Nancy Elder

Personal information
- Born: 25 May 1915 Kirkmabreck, Scotland
- Died: 4 March 1981 (aged 65) Perth, Australia

Chess career
- Country: Scotland

= Nancy Elder =

Scottish chess player (1915–1981)

Nancy Conchar Elder (25 May 1915 – 4 March 1981), née Gordon, was a Scottish chess master. She was a sixteen-times winner the Scottish Women's Chess Championship.

==Biography==
From the 1950s to the 1980s, Nancy Elder was one of Scotland's strongest female chess players. She sixteen times won the Scottish Women's Chess Championships: 1950, 1956 (jointly), 1957, 1958, 1961, 1962, 1963, 1964, 1966, 1967, 1968, 1970, 1971, 1972, 1973 and 1980.

Nancy Elder played for Scotland in the Women's Chess Olympiads:
- In 1963, at second board in the 2nd Chess Olympiad (women) in Split (+1, =3, -10),
- In 1972, at first board in the 5th Chess Olympiad (women) in Skopje (+2, =2, -4),
- In 1976, at first board in the 7th Chess Olympiad (women) in Haifa (+0, =5, -5),
- In 1978, at third board in the 8th Chess Olympiad (women) in Buenos Aires (+5, =3, -4),
- In 1980, at second board in the 9th Chess Olympiad (women) in Valletta (+3, =5, -4).

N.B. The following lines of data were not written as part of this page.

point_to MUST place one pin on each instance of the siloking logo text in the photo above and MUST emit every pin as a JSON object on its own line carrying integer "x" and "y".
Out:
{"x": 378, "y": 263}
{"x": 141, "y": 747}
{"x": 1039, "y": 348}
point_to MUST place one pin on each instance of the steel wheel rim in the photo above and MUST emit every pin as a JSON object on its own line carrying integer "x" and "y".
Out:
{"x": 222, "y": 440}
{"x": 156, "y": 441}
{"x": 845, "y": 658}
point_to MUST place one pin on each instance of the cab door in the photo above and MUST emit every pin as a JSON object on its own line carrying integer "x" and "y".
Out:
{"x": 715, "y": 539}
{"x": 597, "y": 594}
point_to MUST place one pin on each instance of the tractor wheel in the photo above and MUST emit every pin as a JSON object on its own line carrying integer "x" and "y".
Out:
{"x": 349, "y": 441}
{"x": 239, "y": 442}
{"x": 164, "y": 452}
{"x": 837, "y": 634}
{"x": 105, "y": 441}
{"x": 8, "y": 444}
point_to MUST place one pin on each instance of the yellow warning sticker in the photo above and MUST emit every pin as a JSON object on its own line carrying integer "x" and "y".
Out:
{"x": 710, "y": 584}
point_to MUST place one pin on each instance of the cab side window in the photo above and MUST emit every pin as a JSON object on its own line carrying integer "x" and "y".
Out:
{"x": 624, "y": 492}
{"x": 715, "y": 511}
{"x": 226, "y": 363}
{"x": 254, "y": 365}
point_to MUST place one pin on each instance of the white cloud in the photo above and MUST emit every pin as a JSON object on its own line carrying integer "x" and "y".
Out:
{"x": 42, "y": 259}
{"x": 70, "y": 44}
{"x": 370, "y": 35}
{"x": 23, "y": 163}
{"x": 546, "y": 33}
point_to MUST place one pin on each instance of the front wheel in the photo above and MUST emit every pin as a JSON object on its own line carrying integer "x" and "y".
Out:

Nancy Elder working as a teacher of music and physical training. She was President of Dundee Chess Club, chairman of the congress committee of the Scottish Chess Association and on the council of the Scottish Junior Chess Association. In 1974, for her services to chess she was awarded the Most Excellent Order of the British Empire. In 1981, Nancy Elder died after a heart attack on the flight in Perth, Western Australia.